Dopamine D3 receptor:1109 nM (EC50)

SK609 activated Gi/o proteins and downstream ERK1/2 signaling, but had no effect on D2R/ERK1/2. The EC50 values of SK609 for [35S]GTPγS binding, ERK1/2 phosphorylation, and β-trap proteins were 1.1±0.2 μM, 50.2±5.9 nM, and 14.4±2.7 μM, respectively; the EC50 value of SK609 at D3R was 1109±273 nM in a competitive inhibition affinity assay [1]. In the competitive inhibition affinity assay of SK609 against D3R, the EC50 value of SK609 at D3R was 1109±273 nM [1].

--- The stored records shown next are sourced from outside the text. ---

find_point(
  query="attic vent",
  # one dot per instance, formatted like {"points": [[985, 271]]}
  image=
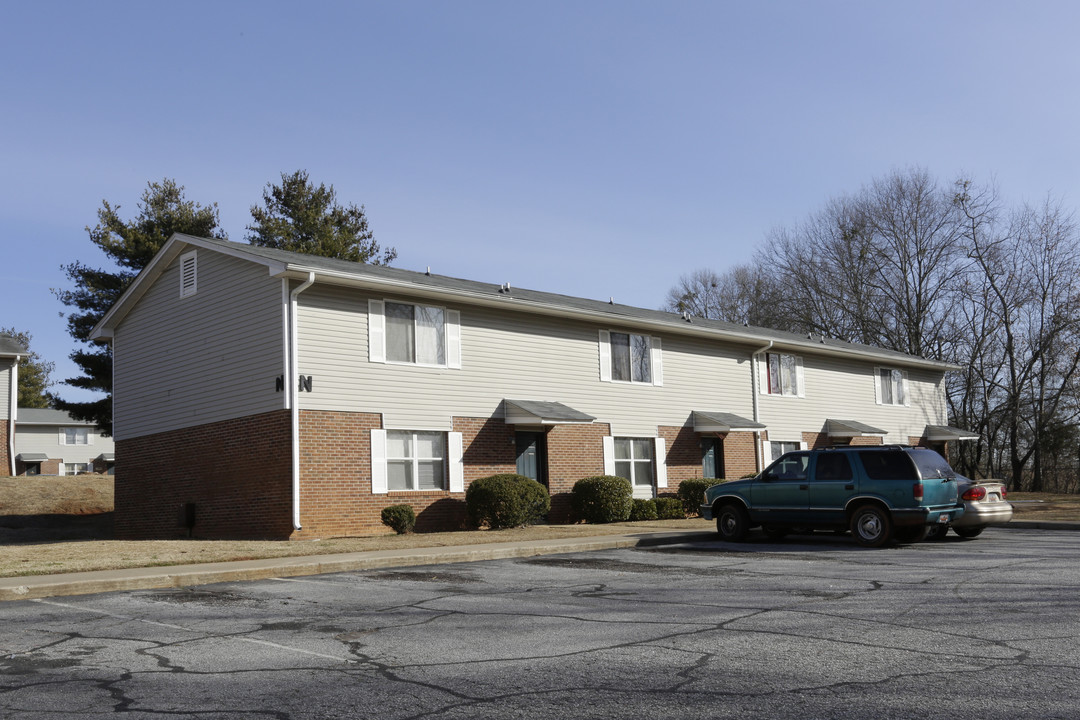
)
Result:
{"points": [[189, 273]]}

Safety toxicology studies in rats have shown that the maximum tolerated dose of SK609 is 30 mg/kg, and all doses used in this study were at SK609 [1]; in a PK study in Crab Monkeys, oral administration of SK609 (P.O.; 0.5, 2, and 4 mg/kg) was associated with mean Cmax values at 4.1, 6.4, and 5.0 hours post-dose (Tmax) were 13.7, 69.3, and 218 ng/mL, respectively, with corresponding AUC (0-t) values of 171, 904, and 2938 h.ng/mL; the mean terminal half-life of SK609 in plasma after intravenous administration (2 mg /kg) was 7.9 h. SK609 (i.p.; 2, 4, 6, 8, 10, and 20 mg/kg) was shown to be significant in a rat model of Parkinsonism. Parkinson's model significantly improved and normalized bilateral asymmetry in hemiplegic rats [3].